Leon Trotsky

Germany and the USSR

(March 1933)


Written in exile in Turkey, March 17, 1933.
Letter signed with a pen-name.
Translated for the Internal Bulletin of the Communist League of America, no.11, March 31, 1933.


The complete absence of resistance on the part of the German workers has provoked certain troubles within our own ranks. We expected that the onward march of the fascist danger would surmount not only the perfidious policy of the reformists but also the ultimatist sabotage of the Stalinists. These hopes were not confirmed. Were our expectations false? This question cannot be put in such a formal manner. We were obliged to proceed from a course based upon resistance and to do all in our power for its realization. To acknowledge a priori the impossibility of resistance would have meant not to push the proletariat forward but to introduce a supplementary demoralizing element.

The events have brought their verification. The first lesson is drawn in Trotsky’s article The Tragedy of the German Proletariat. Now one can say almost with certainty that only a change of conjuncture would create an impulse toward a real mass struggle.
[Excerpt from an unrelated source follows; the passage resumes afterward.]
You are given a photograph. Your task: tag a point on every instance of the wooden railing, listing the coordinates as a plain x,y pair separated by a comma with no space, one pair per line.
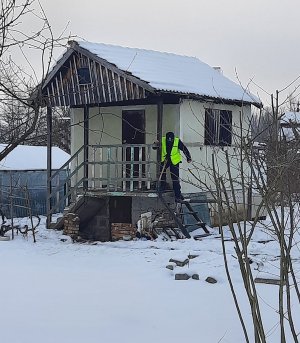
108,168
In the meantime, the task is mainly one of criticism and preparation. The regime of fascist terror will be a serious test for our cadres as a whole and for each member in particular. It is precisely such a period that steels and educates the revolutionists. So long as the fascists tolerate the existence of the trade unions, it is necessary for the Left Opposition at all costs to penetrate them and take up definite conspiratorial work within them. The transition to illegality does not simply mean to go underground (establishment of an organ in a foreign country, smuggling and distribution, illegal nuclei within the country, etc.), but also ability to undertake conspiratorial work within the mass organizations to the extent that these exist.
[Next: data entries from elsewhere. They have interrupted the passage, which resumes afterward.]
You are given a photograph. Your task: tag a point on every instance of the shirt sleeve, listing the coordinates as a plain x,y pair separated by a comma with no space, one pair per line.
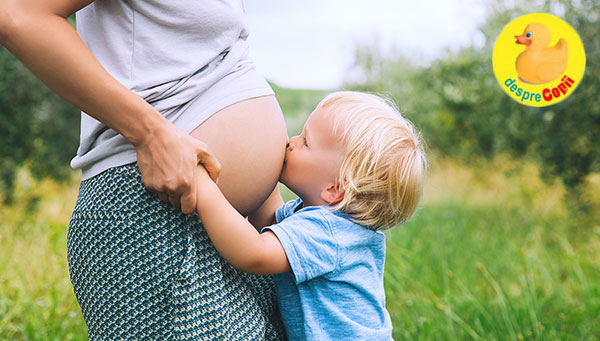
309,244
287,209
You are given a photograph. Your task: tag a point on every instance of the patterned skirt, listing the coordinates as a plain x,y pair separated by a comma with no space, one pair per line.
143,270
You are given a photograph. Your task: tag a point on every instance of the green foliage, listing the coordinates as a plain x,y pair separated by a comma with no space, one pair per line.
463,113
37,129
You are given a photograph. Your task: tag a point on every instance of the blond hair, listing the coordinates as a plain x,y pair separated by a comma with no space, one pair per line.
384,164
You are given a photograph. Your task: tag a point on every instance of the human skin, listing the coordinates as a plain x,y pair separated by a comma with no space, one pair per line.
249,139
38,34
312,161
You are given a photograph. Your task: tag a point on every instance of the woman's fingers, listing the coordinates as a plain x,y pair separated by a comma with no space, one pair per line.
168,162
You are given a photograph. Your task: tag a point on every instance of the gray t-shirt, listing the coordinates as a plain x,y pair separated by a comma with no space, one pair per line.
335,290
188,59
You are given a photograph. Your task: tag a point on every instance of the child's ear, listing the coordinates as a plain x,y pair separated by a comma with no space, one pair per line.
333,194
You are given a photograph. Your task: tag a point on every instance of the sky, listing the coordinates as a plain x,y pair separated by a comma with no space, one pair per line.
311,43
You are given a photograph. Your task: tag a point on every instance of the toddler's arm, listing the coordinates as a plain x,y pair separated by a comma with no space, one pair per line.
265,214
233,236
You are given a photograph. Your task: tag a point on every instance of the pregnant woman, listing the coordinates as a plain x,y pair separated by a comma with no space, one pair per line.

The question of the possible role of the Red Army is posed sharply for many comrades. It is evidently not a question of revision of our principled position. If the internal situation in the USSR had permitted, the Soviet government at the time of Hitler’s first approach toward power, should have mobilized some army divisions in White Russia and the Ukraine, naturally under the shield of defending the Soviet borders. Departing from the indisputable idea that the Red Army can only assist and not replace the revolution in another country, some comrades incline to the conclusion that in the absence of open civil war in Germany it would be inadmissible to resort to mobilization in the USSR. To put the question in such a manner is too abstract. Naturally, the Red Army cannot replace the German workers in making the revolution; rather, it can only assist the revolution of the German workers. But in different stages this assistance can have different manifestations. For example, the Red Army can assist the German workers to begin the revolution.
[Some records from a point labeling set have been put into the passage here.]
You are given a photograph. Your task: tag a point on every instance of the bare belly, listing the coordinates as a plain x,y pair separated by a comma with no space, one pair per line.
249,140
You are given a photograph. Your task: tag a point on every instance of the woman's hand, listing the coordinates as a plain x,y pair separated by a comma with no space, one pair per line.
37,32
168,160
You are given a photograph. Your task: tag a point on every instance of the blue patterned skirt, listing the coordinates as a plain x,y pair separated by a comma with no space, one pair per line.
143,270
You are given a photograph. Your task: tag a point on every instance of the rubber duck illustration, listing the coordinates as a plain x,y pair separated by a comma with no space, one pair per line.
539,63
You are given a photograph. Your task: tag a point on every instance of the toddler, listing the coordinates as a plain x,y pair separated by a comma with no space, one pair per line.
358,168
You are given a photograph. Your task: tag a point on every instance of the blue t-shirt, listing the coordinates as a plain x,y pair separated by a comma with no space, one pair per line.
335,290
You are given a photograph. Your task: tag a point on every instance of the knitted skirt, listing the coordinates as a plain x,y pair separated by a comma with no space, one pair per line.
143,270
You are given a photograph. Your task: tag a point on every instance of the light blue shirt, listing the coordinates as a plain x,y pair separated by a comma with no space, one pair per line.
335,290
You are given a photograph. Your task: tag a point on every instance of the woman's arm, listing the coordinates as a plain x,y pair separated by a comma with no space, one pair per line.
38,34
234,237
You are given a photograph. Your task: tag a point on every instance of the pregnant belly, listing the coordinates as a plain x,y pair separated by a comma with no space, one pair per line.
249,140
What paralyzed the German proletariat was the feeling of disunity, isolation, and despair. Merely the prospect of armed assistance from the outside would have exercised an enormously encouraging influence upon the vanguard. The first serious act of resistance against Hitler on the part of the German workers could have provoked a breach between fascist Germany and the USSR and could have led to a military solution. The Soviet government cannot have the slightest interest in acting the aggressor. It is not a question of principle but a question of political expediency. To the peasant masses, a war with the objective of assisting the German proletariat would have been hardly comprehensible. But it is possible to draw the peasants into the kind of war which begins as a defense of the Soviet territory against a menacing danger. (All that was said in Trotsky’s History of the Russian Revolution on the subject of defense and offense in regard to revolution relates no less to the question of war.)

The form Red Army action might take in the German events naturally would have to accord completely with the development of those events and with the spirit of the German working masses. But just because the German workers feel themselves unable to break the chains of passivity, the initiative in the struggle, even in the preliminary form mentioned above, would belong to the Red Army. The obstacle to this initiative, however, is not the present situation in Germany, but the situation in the USSR It appears that many foreign comrades give insufficient attention to this side of the question. It is more than a year since we spoke of the necessity of the intervention of the Red Army in case fascism should come to power. In this we based our thinking on the hope that not only in Germany but also in Russia the necessary political change would be produced which would improve the economic situation, and that thereby the Soviet power would have acquired the necessary freedom of movement. In reality, however, the internal developments during the last year have assumed an extremely unfavorable character. The economic situation as well as the spirit of the masses renders a war difficult in the highest degree. All information from the USSR affirms that under the present conditions the slogan of military assistance to the German proletariat would appear even to the advanced Russian workers as unrealizable, unreal, and fantastic.

We do not yield one iota of our principled position. While the position of active internationalism serves us today above all for the purpose of pursuing an unmerciful criticism of the Stalinist bureaucracy, which in the decisive hour paralyzes the workers’ state, yet we can in no case leave the objective situation out of consideration: the consequences of the mistakes have become transformed into objective factors. To demand the mobilization of the Red Army under the present conditions would be sheer adventurism. But so much more resolutely must we then demand a change in the policy of the USSR in the name of consolidation of the proletarian dictatorship and the active role of the Red Army.